Harvard University’s Joint Center for Housing Studies’ Leading Indicator of Remodeling Activity (LIRA) projects renovation growth to exceed 8 percent into the 2017 home-buying and -selling season. The National Association of Home Builders (NAHB)’ Remodeling Market Index (RMI), similarly, recently increased four points to a level consistent with 2015.
“Homeowner remodeling activity continues to be encouraged by rising home values and tightening for-sale inventories in many markets across the country,” according to Chris Herbert, managing director of the Joint Center for Housing Studies. The LIRA anticipates remodeling activity will slow slightly later on in 2017.
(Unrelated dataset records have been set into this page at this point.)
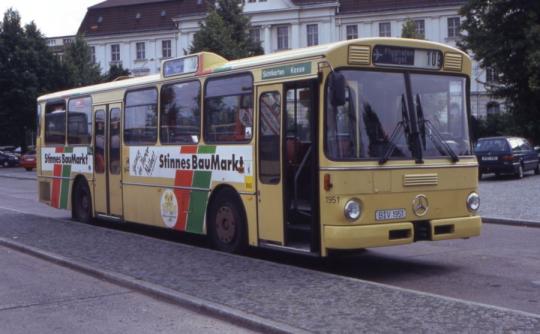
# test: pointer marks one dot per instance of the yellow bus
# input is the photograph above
(345, 146)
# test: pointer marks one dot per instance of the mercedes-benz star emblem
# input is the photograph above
(420, 205)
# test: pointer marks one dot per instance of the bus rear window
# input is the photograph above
(80, 121)
(55, 123)
(140, 125)
(229, 109)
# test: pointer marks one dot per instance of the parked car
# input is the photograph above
(8, 160)
(28, 160)
(506, 155)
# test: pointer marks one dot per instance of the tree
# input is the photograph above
(505, 36)
(27, 70)
(115, 72)
(408, 30)
(78, 60)
(225, 32)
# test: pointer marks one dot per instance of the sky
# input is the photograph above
(52, 17)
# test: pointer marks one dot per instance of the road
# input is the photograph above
(501, 268)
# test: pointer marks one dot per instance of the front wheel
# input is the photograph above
(82, 203)
(226, 223)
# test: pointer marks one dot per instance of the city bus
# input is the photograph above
(338, 147)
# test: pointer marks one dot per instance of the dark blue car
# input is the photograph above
(506, 155)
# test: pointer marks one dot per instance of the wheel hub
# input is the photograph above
(225, 224)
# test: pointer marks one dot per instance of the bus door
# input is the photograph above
(107, 155)
(270, 176)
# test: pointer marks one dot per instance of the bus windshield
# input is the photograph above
(383, 115)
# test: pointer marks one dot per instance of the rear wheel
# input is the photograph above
(226, 223)
(519, 173)
(82, 203)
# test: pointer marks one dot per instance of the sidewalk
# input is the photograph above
(298, 298)
(37, 296)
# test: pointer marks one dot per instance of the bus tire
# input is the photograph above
(81, 209)
(519, 173)
(227, 223)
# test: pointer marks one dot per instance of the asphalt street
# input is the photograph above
(500, 268)
(37, 296)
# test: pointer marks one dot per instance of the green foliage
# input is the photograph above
(505, 35)
(115, 72)
(27, 70)
(501, 124)
(78, 61)
(225, 32)
(408, 30)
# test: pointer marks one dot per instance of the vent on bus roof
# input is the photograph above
(415, 180)
(359, 55)
(452, 62)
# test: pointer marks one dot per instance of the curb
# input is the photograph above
(19, 177)
(216, 310)
(511, 222)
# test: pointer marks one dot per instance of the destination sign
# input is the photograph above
(384, 55)
(180, 66)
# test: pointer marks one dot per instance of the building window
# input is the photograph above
(453, 27)
(420, 28)
(491, 75)
(255, 35)
(352, 31)
(313, 34)
(493, 108)
(283, 37)
(93, 54)
(166, 48)
(141, 52)
(385, 29)
(115, 52)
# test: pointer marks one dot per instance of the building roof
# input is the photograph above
(354, 6)
(122, 16)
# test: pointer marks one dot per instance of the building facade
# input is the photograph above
(139, 34)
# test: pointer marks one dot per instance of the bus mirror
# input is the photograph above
(337, 88)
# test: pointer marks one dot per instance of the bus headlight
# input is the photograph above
(473, 202)
(353, 209)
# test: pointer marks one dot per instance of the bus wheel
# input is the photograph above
(82, 203)
(519, 173)
(226, 223)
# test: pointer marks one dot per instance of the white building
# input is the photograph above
(140, 33)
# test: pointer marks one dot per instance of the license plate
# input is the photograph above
(390, 214)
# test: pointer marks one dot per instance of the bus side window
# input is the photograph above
(100, 142)
(80, 121)
(140, 123)
(180, 113)
(229, 109)
(55, 123)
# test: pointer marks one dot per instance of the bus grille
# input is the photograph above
(452, 62)
(414, 180)
(359, 55)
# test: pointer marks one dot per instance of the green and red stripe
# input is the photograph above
(192, 203)
(60, 187)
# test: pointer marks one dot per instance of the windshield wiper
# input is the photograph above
(402, 125)
(434, 134)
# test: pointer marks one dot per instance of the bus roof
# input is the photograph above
(273, 58)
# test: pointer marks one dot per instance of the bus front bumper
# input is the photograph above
(367, 236)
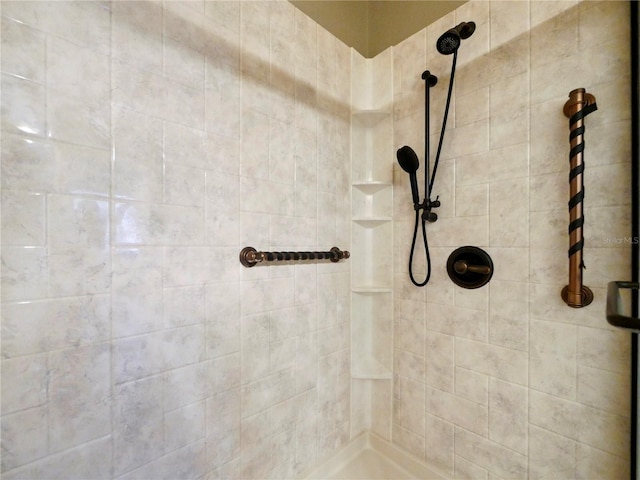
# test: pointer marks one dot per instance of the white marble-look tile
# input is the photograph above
(184, 185)
(508, 410)
(184, 426)
(23, 51)
(186, 462)
(490, 455)
(439, 442)
(503, 363)
(84, 23)
(408, 332)
(604, 390)
(89, 460)
(138, 433)
(136, 32)
(41, 326)
(23, 218)
(409, 398)
(137, 291)
(592, 461)
(23, 106)
(553, 360)
(554, 39)
(25, 381)
(79, 390)
(459, 411)
(508, 314)
(183, 64)
(76, 223)
(604, 349)
(508, 21)
(552, 455)
(184, 306)
(471, 385)
(24, 437)
(605, 431)
(223, 435)
(255, 357)
(439, 361)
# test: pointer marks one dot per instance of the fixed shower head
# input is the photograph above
(450, 40)
(409, 162)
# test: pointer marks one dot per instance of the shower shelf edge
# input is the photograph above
(370, 187)
(368, 289)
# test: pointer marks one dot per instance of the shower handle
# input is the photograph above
(463, 267)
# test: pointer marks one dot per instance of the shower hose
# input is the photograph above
(426, 214)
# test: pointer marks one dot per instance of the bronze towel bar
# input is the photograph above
(579, 105)
(249, 256)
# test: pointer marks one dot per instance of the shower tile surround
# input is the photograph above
(507, 381)
(145, 143)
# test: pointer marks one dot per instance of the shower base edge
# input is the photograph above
(370, 457)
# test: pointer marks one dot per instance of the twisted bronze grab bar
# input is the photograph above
(579, 105)
(250, 257)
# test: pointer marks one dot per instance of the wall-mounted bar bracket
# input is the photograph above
(249, 256)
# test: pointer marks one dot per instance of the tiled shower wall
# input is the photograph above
(143, 145)
(507, 381)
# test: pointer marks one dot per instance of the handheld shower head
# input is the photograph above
(409, 162)
(450, 40)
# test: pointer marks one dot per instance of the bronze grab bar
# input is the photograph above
(614, 317)
(579, 105)
(250, 257)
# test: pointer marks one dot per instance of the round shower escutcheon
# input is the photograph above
(470, 267)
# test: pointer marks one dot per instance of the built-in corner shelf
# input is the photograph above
(372, 157)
“Even as remodeling growth trends back down,” however, “levels of spending are expected to reach new highs by the third quarter of next year,” said Abbe Will, research analyst at the Joint Center, in a statement on the LIRA. “At $327 billion annually, the homeowner improvement and repair market will surpass its previous inflation-adjusted peak from 2006.”
“Remodelers nationwide are seeing increased demand for major and minor addition jobs and calls for bids, leading to an increase in both future and market indicators,” said Tim Shigley, 2016 NAHB Remodelers Chair, in a statement on the RMI. “However, ongoing labor shortages continue to challenge their ability to meet the increased demand.”
“The Remodeling Market Index is consistent with NAHB’s forecast of gradual and steady improvements in residential remodeling activity,” added NAHB Chief Economist Robert Dietz. “This segment of our industry is being supported by rising home values and steady consumer confidence.”